Environment variables are:
    AUTOSSH_GATETIME    - how long must an ssh session be established
                          before we decide it really was established
                          (in seconds). Default is 30 seconds; use of -f
                          flag sets this to 0.
    AUTOSSH_LOGFILE     - file to log to (default is to use the syslog
                          facility)
    AUTOSSH_LOGLEVEL    - level of log verbosity
    AUTOSSH_MAXLIFETIME - set the maximum time to live (seconds)
    AUTOSSH_MAXSTART    - max times to restart (default is no limit)
    AUTOSSH_MESSAGE     - message to append to echo string (max 64 bytes)
    AUTOSSH_PATH        - path to ssh if not default
    AUTOSSH_PIDFILE     - write pid to this file
    AUTOSSH_POLL        - how often to check the connection (seconds)
    AUTOSSH_FIRST_POLL  - time before first connection check (seconds)
    AUTOSSH_PORT        - port to use for monitor connection
    AUTOSSH_DEBUG       - turn logging to maximum verbosity and log to
                          stderr

Examples

Generate a keypair on client

ssh-keygen -o -a 100 -t ed25519 -C "NAME-FOR-YOUR-CLIENT"

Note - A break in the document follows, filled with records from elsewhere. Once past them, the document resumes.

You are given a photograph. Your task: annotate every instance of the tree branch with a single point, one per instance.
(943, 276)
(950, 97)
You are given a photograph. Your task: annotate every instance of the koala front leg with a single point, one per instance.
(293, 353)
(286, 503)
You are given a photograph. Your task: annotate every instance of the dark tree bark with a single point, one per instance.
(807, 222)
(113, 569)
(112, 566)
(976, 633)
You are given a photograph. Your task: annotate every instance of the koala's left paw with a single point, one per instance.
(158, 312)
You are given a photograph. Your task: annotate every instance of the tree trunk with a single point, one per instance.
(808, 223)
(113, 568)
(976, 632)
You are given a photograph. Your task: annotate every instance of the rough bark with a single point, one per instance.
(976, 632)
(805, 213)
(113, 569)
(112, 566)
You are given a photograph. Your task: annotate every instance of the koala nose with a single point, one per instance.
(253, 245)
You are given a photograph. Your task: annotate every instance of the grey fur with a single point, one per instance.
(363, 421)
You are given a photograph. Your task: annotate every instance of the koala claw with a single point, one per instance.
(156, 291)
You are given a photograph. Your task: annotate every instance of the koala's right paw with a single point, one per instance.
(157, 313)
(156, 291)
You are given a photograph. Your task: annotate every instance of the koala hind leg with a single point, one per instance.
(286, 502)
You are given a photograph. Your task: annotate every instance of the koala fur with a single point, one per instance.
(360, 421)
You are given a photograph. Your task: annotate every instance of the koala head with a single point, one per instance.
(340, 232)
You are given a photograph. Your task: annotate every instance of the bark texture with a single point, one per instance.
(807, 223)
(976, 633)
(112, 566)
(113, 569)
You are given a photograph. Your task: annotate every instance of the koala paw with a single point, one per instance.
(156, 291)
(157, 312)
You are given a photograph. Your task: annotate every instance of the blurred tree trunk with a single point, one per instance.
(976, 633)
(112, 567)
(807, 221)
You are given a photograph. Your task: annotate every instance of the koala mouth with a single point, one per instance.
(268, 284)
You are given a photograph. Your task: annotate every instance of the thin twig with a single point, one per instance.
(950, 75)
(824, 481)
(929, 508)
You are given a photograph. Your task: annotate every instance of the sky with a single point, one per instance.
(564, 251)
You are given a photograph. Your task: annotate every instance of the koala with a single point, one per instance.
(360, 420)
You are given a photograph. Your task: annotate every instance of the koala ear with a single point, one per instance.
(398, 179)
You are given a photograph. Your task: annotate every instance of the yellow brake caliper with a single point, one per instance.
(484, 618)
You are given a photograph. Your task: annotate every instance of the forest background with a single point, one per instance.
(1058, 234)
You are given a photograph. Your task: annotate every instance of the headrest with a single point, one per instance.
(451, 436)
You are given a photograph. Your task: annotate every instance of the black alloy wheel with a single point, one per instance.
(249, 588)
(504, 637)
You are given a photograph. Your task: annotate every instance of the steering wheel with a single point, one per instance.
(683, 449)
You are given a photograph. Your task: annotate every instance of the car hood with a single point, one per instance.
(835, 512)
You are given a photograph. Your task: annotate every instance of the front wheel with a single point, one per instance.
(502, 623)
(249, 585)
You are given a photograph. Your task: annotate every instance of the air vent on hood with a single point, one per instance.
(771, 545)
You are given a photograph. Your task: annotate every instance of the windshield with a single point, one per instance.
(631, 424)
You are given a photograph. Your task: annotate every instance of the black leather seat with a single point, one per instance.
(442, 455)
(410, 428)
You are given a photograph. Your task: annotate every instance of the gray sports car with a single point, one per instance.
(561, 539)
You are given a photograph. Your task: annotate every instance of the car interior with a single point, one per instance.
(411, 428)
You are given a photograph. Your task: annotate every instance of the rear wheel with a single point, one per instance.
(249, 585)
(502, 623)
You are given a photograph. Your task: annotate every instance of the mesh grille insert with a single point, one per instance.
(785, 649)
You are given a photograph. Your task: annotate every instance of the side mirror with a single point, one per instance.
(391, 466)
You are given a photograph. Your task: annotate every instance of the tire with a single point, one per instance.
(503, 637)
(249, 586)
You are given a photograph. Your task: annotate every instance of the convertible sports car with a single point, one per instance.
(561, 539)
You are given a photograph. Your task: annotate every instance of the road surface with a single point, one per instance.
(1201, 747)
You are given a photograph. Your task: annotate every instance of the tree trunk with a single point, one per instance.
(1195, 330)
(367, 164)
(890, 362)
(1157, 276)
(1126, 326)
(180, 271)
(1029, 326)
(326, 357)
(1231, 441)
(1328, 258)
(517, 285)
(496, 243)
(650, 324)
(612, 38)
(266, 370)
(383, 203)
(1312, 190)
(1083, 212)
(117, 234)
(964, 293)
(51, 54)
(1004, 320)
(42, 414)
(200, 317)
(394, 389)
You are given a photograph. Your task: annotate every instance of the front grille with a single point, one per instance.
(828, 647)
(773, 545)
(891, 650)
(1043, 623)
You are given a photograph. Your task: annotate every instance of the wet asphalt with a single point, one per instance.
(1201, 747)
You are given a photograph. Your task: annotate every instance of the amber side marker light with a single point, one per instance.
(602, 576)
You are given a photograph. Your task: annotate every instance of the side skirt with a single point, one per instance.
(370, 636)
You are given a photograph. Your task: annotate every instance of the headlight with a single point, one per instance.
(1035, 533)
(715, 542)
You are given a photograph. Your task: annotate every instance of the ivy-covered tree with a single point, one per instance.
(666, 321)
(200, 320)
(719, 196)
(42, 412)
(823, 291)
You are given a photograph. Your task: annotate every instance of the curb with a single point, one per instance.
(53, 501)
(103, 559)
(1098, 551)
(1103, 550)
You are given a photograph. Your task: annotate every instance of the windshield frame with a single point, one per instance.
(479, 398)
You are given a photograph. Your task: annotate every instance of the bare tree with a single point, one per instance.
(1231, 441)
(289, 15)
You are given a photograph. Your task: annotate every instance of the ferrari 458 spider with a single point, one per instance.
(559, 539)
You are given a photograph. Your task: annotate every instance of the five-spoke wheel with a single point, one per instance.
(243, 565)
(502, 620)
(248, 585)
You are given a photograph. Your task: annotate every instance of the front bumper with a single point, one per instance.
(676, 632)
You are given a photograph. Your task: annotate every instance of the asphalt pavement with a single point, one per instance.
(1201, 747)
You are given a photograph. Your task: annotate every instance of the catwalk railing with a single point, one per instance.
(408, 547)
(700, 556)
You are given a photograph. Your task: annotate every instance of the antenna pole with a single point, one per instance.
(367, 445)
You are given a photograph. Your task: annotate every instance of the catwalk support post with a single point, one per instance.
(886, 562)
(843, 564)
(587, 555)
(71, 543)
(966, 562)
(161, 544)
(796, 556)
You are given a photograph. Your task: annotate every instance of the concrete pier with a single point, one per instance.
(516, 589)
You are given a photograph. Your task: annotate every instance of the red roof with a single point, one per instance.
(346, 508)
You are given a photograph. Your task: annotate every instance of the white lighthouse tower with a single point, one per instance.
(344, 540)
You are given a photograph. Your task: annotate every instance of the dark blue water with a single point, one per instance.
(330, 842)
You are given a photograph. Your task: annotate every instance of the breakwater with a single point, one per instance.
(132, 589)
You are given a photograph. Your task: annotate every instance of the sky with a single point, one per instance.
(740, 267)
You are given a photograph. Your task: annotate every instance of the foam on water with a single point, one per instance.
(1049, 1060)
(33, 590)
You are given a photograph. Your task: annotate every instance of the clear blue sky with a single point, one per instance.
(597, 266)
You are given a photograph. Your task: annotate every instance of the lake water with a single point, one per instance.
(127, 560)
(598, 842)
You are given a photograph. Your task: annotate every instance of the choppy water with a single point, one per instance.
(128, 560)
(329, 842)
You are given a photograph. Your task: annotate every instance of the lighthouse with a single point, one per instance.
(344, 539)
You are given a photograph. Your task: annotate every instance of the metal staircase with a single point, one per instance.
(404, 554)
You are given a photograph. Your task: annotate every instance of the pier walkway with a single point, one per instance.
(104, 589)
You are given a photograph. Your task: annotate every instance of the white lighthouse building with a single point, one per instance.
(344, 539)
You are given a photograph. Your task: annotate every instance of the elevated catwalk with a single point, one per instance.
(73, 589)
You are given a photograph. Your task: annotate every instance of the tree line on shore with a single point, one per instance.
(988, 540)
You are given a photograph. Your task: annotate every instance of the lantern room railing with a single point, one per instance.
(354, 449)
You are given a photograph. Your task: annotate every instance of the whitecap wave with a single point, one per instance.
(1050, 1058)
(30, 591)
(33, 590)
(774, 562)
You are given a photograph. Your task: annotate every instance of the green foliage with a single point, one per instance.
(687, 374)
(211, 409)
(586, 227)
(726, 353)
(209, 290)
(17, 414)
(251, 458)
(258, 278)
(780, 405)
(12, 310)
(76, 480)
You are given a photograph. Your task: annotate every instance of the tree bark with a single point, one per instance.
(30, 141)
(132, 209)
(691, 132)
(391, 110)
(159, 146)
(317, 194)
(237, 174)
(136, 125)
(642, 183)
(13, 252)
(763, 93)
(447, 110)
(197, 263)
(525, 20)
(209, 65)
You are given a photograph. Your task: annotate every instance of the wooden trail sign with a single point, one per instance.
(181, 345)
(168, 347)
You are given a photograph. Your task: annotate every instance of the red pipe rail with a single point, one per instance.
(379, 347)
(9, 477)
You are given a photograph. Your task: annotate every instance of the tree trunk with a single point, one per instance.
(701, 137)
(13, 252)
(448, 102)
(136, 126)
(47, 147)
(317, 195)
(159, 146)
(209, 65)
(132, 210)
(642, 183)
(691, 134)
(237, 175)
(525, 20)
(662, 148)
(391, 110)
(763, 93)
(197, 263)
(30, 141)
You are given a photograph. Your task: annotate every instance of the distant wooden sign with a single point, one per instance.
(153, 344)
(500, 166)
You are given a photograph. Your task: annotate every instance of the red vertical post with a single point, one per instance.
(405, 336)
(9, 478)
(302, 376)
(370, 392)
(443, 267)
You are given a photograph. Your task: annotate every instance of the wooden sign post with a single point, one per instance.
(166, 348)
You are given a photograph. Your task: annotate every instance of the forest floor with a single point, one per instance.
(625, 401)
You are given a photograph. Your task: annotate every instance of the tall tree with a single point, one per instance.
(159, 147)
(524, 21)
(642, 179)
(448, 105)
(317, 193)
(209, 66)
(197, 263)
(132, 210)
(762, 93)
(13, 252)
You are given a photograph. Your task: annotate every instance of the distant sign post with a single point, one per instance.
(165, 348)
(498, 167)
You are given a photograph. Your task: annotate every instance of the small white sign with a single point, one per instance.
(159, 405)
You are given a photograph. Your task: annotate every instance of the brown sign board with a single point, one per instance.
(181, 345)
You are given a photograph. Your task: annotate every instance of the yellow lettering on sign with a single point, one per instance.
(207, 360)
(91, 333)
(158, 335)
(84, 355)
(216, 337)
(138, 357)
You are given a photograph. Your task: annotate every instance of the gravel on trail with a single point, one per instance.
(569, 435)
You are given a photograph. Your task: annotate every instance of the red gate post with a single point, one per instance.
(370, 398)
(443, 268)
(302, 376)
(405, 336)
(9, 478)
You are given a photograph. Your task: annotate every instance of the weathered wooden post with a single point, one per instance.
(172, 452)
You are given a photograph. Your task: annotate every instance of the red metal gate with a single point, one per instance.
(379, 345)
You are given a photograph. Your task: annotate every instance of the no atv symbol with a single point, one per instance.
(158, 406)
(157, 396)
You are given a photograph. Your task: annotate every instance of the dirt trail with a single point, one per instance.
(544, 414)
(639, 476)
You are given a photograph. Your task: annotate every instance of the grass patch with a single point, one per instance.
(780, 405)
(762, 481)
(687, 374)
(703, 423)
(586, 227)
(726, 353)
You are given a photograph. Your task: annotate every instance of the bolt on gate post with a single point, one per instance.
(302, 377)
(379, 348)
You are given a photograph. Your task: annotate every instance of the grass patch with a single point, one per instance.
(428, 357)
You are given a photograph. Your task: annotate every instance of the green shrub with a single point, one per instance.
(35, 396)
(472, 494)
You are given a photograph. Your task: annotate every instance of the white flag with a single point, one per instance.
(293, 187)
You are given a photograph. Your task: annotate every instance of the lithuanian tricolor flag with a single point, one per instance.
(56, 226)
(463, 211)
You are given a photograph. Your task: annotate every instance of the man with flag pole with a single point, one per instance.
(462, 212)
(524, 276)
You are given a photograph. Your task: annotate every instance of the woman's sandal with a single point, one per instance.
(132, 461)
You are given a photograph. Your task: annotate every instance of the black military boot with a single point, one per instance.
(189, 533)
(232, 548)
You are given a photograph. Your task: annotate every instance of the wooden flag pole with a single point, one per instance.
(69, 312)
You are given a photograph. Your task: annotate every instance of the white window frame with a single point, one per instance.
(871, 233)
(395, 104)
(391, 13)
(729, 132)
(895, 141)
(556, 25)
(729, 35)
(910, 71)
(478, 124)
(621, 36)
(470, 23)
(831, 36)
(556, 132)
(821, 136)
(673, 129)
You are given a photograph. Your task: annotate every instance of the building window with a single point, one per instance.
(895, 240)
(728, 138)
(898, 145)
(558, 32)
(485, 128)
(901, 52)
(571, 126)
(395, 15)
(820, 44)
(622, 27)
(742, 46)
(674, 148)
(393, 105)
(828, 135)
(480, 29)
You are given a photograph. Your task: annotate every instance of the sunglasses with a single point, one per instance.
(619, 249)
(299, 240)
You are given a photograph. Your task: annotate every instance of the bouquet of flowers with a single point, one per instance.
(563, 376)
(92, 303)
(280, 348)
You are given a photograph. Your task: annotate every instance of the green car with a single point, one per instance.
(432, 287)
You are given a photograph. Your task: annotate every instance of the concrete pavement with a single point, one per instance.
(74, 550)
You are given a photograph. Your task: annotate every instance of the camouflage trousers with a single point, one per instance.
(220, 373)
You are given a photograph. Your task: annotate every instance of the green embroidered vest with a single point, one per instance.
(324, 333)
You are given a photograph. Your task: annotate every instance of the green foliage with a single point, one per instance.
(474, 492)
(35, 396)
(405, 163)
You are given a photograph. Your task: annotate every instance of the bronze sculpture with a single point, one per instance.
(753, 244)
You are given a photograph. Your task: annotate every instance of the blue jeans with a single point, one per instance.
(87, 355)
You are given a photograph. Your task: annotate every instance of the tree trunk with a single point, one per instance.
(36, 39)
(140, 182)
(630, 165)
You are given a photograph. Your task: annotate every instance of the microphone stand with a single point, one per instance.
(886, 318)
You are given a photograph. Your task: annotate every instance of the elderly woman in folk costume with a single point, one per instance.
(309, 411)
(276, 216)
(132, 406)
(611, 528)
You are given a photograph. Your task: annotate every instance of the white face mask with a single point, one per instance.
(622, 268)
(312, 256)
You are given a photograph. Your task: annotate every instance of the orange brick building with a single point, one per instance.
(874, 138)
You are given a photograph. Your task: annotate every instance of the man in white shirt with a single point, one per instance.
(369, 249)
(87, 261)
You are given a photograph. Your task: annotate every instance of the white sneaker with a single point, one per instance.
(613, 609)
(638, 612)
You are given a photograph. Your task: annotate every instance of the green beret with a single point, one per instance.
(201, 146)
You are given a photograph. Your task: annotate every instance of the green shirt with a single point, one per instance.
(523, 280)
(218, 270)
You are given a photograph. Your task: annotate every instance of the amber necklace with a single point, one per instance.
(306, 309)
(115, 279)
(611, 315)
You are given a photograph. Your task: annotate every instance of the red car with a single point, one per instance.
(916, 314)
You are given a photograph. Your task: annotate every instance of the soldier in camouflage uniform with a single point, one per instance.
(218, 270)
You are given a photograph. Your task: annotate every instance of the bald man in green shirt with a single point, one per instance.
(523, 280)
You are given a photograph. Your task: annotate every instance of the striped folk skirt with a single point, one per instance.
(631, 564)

Upload the public key to the server.

Configuration

Open the following file with your preferred editor /etc/systemd/system/autossh-tunnel.service

The config below connects on port ‘2222’ to the target server and creates a local forward on port ‘5000’ routing traffic to the client on port ‘22’ (SSH).

[Unit]
Description=AutoSSH
After=network-online.target
Wants=network-online.target

[Service]
User=<LOCAL-USER-TO-USE>
Environment="AUTOSSH_GATETIME=0"
ExecStart=/usr/bin/autossh -N -i /home/<USER>/.ssh/id_ed25519 -M 0 -o "ServerAliveInterval 5"  -o "ServerAliveCountMax 3" -R 5000:localhost:22 <USER>@<TARGET-SERVER> -p2222

[Install]
WantedBy=multi-user.target

After the configuration is set, test it by manually connecting the SSH tunnel and accepting the SSH signature of the server. Next enable AutoSSH it with systemctl enable autossh-tunnel.service and reboot to test again.